秋元康氏プロデュースの「劇団4ドル50セント」が8日、東京・渋谷区のシアター・アルファ東京で、約4年ぶり3回目となる本舞台「ほどよく洒落たチョコレート」(12日まで)の初日を迎え、公演前に報道陣の取材に応じた。

 他劇団とのコラボ公演などは行ってきたが、新型コロナウイルス感染拡大の影響もあり、劇団本公演は2018年12月以来となる。

 17年8月の旗揚げメンバーである安倍乙(23)は、初日を迎えた心境について「すごく久しぶりの本公演で、2期生が加わってから初めての本公演でもあるので、すごい緊張しています」と告白した。結成5周年の昨年8月から劇団初のクラウドファンディングを実施。最終的に300万円を超える支援金が集まったことで公演が実現しただけに、安倍は「皆さんがご支援していただいたおかげで、こうして舞台に立たせていただいているので、演技でしっかりお返ししていきたい」と誓った。

 旗揚げ6年目にして初のラブコメに挑戦。バレンタインにまつわる3作構成のオムニバスストーリーが展開される。

 1期生の前田悠雅(24)は「前々から劇団員同士で恋愛物をやってみたいよねと話していたので、すごくうれしかったし、新鮮な気持ちです」と笑顔を見せた。

 9割が演技経験のない状態からスタートした同劇団。結成5周年を迎え、舞台のほかにドラマ、映画、バラエティー、グラビアなど幅広い活動で力をつけてきた。

 コロナ禍などで約4年ぶりの本公演となったことに、前田は「いろんなことがあって、その都度思うこともあったんですけど、私はこの本公演ができなかった期間で良かったこともたくさんあった」と思いを口に。「外部の舞台とか映像関係とか、それぞれが劇団の外に出て新しい人と出会って経験を積んできた。4年前はお互いに客観的な意見を言い合えなかったけど、今回は全員で舞台をつくれている感覚がすごくある。外での経験がなかったらできなかったし、前向きな4年間だったと思っています」と振り返った。
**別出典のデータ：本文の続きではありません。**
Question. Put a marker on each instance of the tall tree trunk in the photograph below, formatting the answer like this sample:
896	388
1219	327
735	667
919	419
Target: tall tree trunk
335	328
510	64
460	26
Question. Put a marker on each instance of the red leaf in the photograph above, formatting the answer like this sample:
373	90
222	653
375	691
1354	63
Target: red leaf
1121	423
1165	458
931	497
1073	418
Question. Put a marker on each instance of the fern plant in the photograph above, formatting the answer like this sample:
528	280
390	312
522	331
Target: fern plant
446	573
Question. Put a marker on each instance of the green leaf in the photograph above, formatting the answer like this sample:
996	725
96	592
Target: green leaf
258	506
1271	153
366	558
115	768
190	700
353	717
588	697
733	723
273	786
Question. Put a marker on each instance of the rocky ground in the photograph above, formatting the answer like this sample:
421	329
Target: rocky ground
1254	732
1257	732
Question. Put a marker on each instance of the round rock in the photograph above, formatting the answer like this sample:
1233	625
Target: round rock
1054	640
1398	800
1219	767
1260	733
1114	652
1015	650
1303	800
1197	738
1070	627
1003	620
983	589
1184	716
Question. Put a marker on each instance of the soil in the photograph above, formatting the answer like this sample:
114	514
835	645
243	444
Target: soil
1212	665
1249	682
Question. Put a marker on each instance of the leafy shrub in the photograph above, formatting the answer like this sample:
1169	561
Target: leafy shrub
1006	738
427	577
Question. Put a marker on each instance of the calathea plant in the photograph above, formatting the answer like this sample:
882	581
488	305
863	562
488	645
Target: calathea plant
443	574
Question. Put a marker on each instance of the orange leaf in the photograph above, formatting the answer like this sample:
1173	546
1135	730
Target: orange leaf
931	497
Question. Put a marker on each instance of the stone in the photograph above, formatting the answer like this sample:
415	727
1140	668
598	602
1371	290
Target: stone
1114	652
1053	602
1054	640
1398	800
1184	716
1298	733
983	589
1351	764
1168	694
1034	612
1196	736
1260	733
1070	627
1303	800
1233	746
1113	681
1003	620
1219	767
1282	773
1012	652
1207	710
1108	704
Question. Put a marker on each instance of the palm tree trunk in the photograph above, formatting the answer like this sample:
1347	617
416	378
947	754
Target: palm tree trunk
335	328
 また安倍も「個人個人の活動で吸収してきたことで、こうした関係性になれたのはうれしい」と笑顔で同意した。

 21年12月に加入した2期生の小谷皐月(19)にとっては、本公演は今回が初参加。「舞台がやっと決まったときは決意とか、いろいろな感情があふれてきて。舞台も学べる場所だし、この劇団に入って本当に、めっちゃうれしかったです」と話すと、1期生の安倍、前田らはうれしそうな笑みを浮かべた。